Skip to: proposals, draft report, news, mailing lists.

About[edit]

Building a central repository of citations in Wikidata[edit]

There is currently a lot of momentum around citations and bibliographic metadata at the Wikimedia Foundation, in the movement, and across a number of open science, library tech, and open access organizations. The idea of building a repository to store all citations and source metadata across Wikimedia projects has been proposed in different forms for the past 10 years. Wikipedia is currently one of the most popular entry points into the scientific literature and ranges among the top 5 referrers of scholarly citations. However, as of today, references and source metadata are still a second-class citizen in Wikimedia projects. References are the most fundamental building block of open knowledge, but:

  • they are still served by fragile mechanisms such as citation templates;
  • they are inconsistently represented across (and sometimes within) articles, languages and Wikimedia projects;
  • the data they store is curated in multiple places and often ill-formed, incomplete and not machine-readable;
  • references often fail to use identifiers such as DOIs, PubMed IDs, or ISBNs, even when such identifiers are available for the cited source.

Reusing sources across articles, languages or projects is still a complex task, and conducting research on the use of references and citations in Wikimedia projects requires sophisticated information extraction skills. In addition to that, an overwhelming number of statements in Wikidata are currently not sourced at all or generically sourced to a Wikimedia site rather than specific references.

Initiatives such as the Wikipedia Library have focused primarily on the outreach and programmatic angle, while efforts focused on infrastructure in Wikimedia projects (like WikiProject Source Metadata and WikiProject Open Access) have not been strategically aligned across all parties involved.
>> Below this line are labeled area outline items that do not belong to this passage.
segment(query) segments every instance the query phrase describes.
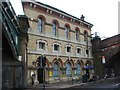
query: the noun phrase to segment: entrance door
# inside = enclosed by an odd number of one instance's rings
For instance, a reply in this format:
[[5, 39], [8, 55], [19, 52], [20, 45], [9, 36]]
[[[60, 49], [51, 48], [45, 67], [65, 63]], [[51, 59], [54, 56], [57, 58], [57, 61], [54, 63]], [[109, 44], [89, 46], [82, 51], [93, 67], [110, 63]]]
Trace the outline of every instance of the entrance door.
[[39, 83], [43, 83], [43, 68], [39, 68], [37, 72], [38, 72], [37, 77]]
We believe the time is ripe for aligning and innovating around the major efforts to build the necessary infrastructure, data models, automated tools and user interfaces to build a central repository of citations in Wikidata and support high quality sourcing of free knowledge.

A timeline of previous efforts[edit]

  • Seminal work towards the design of a central repository of citations leveraging Wikidata started at the 2012 Wikimedia Hackathon in Berlin.
  • These efforts continued through a series of "citathons" hosted over the years at:
    • 2014: Wikimania London
    • 2014: Rich citations hackathon at the Public Library of Science
    • 2015: Wikimania Mexico
    • 2016: Wikimedia Developer Summit
  • In 2015, a WikiBase test instance called LibraryBase with a dedicated SPARQL endpoint was set up on Wikimedia Labs.
  • For a history of related initiatives predating Wikidata, see this page.

The event[edit]

Goals[edit]

Building the sum of all human citations (slides)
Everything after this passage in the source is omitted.